Hu and other researchers from China are working to find ways of recycling HFC-23, rather than committing China in a potentially costly game with cat and mouse over HFC23 emissions for years to follow.
A small percentage of HFC-23 emission is currently captured and used in etching in semiconductor manufacturing as well as in the pharmaceutical industry. Researchers at the Zhejiang research Institute of [the]Chemical Industry has been working for over a decade to convert waste HFC-23 to valuable HCFC-22. Recently, a pilot scale test was completed.
Hu stated that industrial scale conversion of HFC23 to HCFC-22 could be possible this year.
“If they really save money, I think all the companies can install this technology,” Hu said. “I think this is a sustainable way to deal with [HFC-]23.”
Hu also warns HFC-23 production may not be the sole source of HFC-22 emissions.
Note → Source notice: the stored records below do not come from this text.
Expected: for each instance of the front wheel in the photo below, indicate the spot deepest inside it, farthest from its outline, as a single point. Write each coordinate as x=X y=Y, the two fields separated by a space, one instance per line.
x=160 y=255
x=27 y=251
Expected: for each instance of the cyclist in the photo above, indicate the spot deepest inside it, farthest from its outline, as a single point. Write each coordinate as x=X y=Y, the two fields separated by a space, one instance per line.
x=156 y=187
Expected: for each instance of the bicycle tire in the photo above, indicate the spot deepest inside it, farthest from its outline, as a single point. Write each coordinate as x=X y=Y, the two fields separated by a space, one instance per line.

Recent studies have shown that new chemical refrigerants, which were developed by Honeywell as climate-friendly alternatives to HFCs, may partially degrade into HFC-23 as the chemicals they are. Studies have shown that HFC-23 emissions due to the degradation of other chemicals are relatively low. Hu suggested that HFC 23 may also be produced in other chemical manufacturing processes.
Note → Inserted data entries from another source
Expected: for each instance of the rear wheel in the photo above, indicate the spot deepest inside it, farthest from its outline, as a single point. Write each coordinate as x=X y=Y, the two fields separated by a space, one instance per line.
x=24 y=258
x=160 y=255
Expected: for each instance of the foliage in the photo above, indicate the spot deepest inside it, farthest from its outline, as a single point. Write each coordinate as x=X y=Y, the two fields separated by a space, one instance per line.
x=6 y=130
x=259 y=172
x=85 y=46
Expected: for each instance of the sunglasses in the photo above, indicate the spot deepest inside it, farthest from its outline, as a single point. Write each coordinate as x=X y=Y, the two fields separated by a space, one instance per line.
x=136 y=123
As of 2018, the most recent year for which data is available, there was a tremendous gap between the amount of HFC-23 emissions that were reported from HCFC-22 production facilities and the larger amount that scientists were detecting in the atmosphere.
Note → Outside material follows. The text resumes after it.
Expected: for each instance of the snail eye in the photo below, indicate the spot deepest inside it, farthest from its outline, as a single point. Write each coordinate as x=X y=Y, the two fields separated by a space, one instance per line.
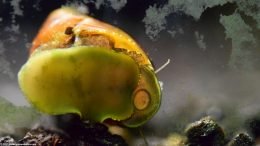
x=141 y=99
x=69 y=31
Avipsa Mahaapatra, the climate campaign lead at the Environmental Investigation Agency (a non-profit environmental organization based out of Washington), said that the new research on potential sources of HFC23 emissions from other manufacturing processes merits further investigation.
“A lot of these gases are new, and we don’t know what the production pathways look like,” Mahapatra said. “Each company and their government is therefore responsible to ensure that it’s not just the HCFC-[22] by-production that is being controlled, but it’s anything and everything related to HFC-23.”
Hu, a Peking University professor, said that HFC-23 is a top priority because of its enormous climate impact.
“We will try to figure out this chemical and eliminate emissions as much as possible,” he said.